You can see how much it’s grown! 1 of my String Of Pearls plants was over 4′ long in Santa Barbara. The other plants I routinely used for cuttings so they never got more than 2′ long.
A String Of Pearls plant growing outdoors likes bright light but to be protected from direct, hot sun. In Santa Barbara mine grew in morning sun which was sometimes shrouded by the fog. Here in the desert, any direct sun is a no go. Mine grows on my covered patio in a spot where the light is nice & bright but the plant is protected.
In Tucson, I water my String Of Pearls plant every 7-10 days when it’s cooler & twice a week in the hot summer months. As I said, the patio is covered so it doesn’t get rained on. In my Santa Barbara garden, they got watered less. It’s hard to say how often you need to water yours because I don’t know your growing conditions.
I find String Of Pearls plants need watering a bit more often than most succulents because their stems are so thin. They’re subject to root rot so don’t get overzealous with the watering but on the other hand, don’t let them go bone dry for days.
I’ve heard that they can take temps as low as 30F. I never covered mine in Santa Barbara. This winter, we had 1-night dip to 28 & a few others hovered right at or slightly below freezing. I covered my String Of Pearls plant along with the other “fleshies.” As I said in the video, the pearls look plumper & happier now (it’s late winter) than in late June when the temps are well over 100F. Can you blame them?!

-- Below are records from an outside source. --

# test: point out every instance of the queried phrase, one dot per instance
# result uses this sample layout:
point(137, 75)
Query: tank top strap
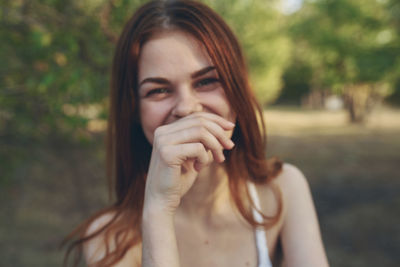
point(260, 236)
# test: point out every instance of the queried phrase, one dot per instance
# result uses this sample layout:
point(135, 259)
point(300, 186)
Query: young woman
point(186, 151)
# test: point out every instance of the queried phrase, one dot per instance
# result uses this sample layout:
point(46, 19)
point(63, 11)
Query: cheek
point(218, 103)
point(151, 117)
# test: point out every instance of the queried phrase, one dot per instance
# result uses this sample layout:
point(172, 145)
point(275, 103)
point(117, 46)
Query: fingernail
point(231, 143)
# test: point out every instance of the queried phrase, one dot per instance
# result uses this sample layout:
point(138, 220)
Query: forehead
point(172, 54)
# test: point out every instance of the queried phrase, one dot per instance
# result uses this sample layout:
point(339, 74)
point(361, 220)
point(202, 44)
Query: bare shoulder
point(292, 182)
point(300, 234)
point(95, 249)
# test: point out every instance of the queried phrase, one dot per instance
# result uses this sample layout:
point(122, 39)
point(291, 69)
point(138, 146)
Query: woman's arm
point(301, 237)
point(180, 150)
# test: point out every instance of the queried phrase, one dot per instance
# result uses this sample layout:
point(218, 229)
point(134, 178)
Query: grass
point(352, 170)
point(353, 174)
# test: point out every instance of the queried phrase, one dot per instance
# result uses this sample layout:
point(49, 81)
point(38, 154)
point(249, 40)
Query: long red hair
point(128, 151)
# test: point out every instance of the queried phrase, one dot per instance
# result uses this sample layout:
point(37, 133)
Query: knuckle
point(164, 152)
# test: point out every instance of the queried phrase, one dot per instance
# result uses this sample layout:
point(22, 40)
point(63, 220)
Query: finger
point(184, 125)
point(178, 154)
point(199, 118)
point(194, 135)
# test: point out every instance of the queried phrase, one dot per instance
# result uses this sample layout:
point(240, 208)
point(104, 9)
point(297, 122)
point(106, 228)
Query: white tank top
point(261, 239)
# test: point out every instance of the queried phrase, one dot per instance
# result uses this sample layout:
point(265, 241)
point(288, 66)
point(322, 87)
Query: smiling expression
point(177, 78)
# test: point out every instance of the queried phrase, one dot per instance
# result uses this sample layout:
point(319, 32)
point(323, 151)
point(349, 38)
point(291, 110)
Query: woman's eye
point(207, 83)
point(158, 92)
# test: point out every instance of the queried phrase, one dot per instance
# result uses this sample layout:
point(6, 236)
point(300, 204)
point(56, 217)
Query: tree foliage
point(352, 48)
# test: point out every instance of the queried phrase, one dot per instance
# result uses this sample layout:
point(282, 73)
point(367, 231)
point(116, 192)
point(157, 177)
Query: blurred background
point(326, 71)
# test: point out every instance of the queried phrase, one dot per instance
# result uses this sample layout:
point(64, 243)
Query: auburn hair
point(128, 151)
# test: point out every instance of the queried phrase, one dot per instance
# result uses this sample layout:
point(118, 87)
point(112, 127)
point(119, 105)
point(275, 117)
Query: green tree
point(349, 45)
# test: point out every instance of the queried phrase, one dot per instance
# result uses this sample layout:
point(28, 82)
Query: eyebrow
point(194, 75)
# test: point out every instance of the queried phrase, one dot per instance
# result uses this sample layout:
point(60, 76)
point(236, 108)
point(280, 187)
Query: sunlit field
point(354, 176)
point(353, 172)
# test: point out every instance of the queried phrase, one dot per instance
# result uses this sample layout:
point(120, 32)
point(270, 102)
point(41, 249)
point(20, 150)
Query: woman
point(186, 155)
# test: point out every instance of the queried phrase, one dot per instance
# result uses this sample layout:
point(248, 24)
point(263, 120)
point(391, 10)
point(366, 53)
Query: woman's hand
point(180, 150)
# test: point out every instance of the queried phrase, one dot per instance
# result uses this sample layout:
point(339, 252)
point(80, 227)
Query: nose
point(186, 103)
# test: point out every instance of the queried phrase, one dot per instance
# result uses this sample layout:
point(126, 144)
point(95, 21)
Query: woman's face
point(177, 78)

I feed mine the usual: a 1″ layer of worm compost topped with a 1″ layer of compost in the early spring.
Worm compost is my favorite amendment, which I use sparingly because it’s rich. I’m currently using Worm Gold Plus. I use Tank’s local compost. Give Dr. Earth’s a try if you can’t find anywhere you live. Both enrich the soil naturally & slowly so the roots are healthy & the plants grow stronger.
Like all succulents, String of Pearls needs a mix that drains well. When I repot my String of Pearls, I use a local succulent & cactus mix which is good & chunky allowing the water to easily drain out.
I also mix in a handful or so of organic compost & sprinkle the top with a layer of worm compost when I plant.
You have to be careful when repotting because those pearls fall off easily. I’ve done a post & video for you to make it easier.
I always make sure the crown of the plant & root ball is no more than 1″ below the top of the pot. I’ve found that if it sinks in too low, the chance for rot is greater.
Spring & summer are the best times to repot & transplant succulents.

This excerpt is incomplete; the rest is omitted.